ボルトをどのくらいの力で締め付けたらよいのかという基準値でボルトの大きさや強度によって違います。
ボルトの頭に数字が表示されていますがこれはボルトの径ではなくて強度を表しています。
これ、以外と知らない人も多いです。8と記載されているから8ミリの径だろうと勘違いしないでください。
重要保安部品などには強度の強いボルトが使われているので、折れてしまったからといってホームセンターなどでサイズが同じボルトを買ってきて交換したりすると、走行してるうちに強度不足で折れてしまう場合があるので絶対にしてはいけません。
ホームセンターなどで売られているボルトは自動車用ではないので強度が表示されていないのがほとんどです。
バイクや自動車のスタッドボルトが折れたら
バイクや自動車の整備をしていてスタッドボルトが折れてしまった場合は、スタッドボルトを抜く為の専用の工具を使えば、楽に抜くこともできます。

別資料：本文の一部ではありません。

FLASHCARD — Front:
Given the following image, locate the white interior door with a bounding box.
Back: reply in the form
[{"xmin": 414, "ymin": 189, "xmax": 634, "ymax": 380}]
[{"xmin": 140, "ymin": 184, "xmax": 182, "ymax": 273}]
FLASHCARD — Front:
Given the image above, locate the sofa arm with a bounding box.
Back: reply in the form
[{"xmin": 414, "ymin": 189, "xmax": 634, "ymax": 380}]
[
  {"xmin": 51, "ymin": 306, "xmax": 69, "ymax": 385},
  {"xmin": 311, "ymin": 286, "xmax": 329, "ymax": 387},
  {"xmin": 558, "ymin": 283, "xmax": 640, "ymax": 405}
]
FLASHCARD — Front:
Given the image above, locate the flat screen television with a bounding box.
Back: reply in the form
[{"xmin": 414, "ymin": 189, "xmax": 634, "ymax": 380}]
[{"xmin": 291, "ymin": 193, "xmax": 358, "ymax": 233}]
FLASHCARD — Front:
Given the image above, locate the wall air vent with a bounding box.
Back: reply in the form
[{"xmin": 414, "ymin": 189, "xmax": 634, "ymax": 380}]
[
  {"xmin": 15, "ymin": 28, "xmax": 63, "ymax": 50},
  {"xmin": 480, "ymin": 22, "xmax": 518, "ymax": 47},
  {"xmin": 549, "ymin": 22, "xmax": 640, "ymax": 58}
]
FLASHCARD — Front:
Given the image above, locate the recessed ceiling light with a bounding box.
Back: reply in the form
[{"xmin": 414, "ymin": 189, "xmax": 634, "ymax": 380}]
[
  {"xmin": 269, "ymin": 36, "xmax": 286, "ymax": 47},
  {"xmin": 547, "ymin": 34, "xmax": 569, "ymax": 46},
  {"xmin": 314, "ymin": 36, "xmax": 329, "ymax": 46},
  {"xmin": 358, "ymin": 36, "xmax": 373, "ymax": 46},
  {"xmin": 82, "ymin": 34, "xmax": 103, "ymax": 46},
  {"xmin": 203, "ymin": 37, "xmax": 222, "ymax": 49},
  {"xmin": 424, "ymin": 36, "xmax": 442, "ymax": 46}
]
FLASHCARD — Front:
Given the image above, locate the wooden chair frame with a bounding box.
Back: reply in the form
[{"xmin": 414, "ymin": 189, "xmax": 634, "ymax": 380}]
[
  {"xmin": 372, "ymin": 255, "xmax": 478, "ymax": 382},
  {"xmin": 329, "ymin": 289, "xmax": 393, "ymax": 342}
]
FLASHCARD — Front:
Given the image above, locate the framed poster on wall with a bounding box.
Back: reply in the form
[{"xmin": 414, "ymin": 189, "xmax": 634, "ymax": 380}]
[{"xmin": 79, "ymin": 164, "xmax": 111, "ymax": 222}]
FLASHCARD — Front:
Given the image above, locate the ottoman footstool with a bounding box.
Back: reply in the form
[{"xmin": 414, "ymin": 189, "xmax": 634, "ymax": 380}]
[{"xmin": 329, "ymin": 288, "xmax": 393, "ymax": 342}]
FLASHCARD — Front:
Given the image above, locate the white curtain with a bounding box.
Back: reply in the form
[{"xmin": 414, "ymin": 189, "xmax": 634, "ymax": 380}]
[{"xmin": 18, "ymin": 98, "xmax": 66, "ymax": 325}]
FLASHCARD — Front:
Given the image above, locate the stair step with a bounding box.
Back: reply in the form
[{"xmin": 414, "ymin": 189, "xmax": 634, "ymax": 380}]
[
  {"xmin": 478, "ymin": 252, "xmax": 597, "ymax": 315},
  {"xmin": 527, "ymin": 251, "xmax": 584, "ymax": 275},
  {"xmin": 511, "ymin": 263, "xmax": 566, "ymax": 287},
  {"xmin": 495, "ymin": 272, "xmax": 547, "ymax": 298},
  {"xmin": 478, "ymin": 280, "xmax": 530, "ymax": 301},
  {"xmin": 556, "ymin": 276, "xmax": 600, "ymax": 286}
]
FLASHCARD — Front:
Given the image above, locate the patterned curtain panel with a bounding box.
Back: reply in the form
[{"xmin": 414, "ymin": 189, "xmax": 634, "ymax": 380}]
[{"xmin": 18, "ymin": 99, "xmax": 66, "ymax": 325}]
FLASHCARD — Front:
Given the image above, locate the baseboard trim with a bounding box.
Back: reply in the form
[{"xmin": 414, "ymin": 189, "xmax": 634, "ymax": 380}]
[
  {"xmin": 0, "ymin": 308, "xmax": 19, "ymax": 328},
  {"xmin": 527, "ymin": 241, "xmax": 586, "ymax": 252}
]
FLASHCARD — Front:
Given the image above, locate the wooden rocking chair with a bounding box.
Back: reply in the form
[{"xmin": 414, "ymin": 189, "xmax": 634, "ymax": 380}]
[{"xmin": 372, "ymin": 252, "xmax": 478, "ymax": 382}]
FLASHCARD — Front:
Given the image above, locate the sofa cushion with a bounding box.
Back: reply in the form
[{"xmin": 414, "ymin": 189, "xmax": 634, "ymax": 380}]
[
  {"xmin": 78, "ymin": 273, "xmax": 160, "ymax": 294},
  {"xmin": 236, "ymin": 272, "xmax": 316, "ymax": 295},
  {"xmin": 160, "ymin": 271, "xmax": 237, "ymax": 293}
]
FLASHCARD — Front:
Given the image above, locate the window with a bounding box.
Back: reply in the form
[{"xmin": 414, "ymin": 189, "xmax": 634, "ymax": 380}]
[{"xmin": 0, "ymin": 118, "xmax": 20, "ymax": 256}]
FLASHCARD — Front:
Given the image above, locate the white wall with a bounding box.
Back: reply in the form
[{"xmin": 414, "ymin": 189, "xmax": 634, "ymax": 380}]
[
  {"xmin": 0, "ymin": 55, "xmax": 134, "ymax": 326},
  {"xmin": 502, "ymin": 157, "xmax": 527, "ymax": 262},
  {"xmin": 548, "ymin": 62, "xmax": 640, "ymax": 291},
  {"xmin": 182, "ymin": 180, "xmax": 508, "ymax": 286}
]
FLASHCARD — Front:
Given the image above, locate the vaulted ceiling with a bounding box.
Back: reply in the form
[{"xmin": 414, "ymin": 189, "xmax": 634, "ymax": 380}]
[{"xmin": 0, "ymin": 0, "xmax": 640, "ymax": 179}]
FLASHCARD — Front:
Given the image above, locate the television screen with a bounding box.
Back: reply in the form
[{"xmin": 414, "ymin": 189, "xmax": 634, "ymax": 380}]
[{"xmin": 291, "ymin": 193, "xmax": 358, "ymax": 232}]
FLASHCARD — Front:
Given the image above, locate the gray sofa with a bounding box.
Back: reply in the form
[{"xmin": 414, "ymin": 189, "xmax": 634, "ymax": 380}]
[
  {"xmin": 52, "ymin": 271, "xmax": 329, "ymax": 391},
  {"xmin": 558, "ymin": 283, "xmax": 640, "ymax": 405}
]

スタッドボルトリムーバーという特殊工具でこのようなものです。
中にローラーが入っていてボルトを差し込み、回すとローラーがボルトに食い込みボルトが抜けてくる仕組みになっています。
簡単にスタッドボルトを抜くことができますが、弱点としてネジ山がつぶれてしまうので、スタッドボルトは再使用できなくなってしまいます。
それと、私が実際使ってみて、スタッドボルトが錆びついたりしていて回りがあまりにも固いときには、ローラーが滑ってしまってスタッドボルトが抜けないときもありました。
そのようなときにはこのような特殊工具がおすすめです。
画像ではちょっとわかりづらいですが、大きいナットと小さいナットがありそれぞれを締め付けることによってスタッドボルトをロックします。
これを使えばスタッドボルトのネジ山を潰すこともないので、スタッドボルトを再使用することができます。
筆者もこの工具を持っていない時は、バイスプライヤーなどで咥えて回していたので、大変苦労しました。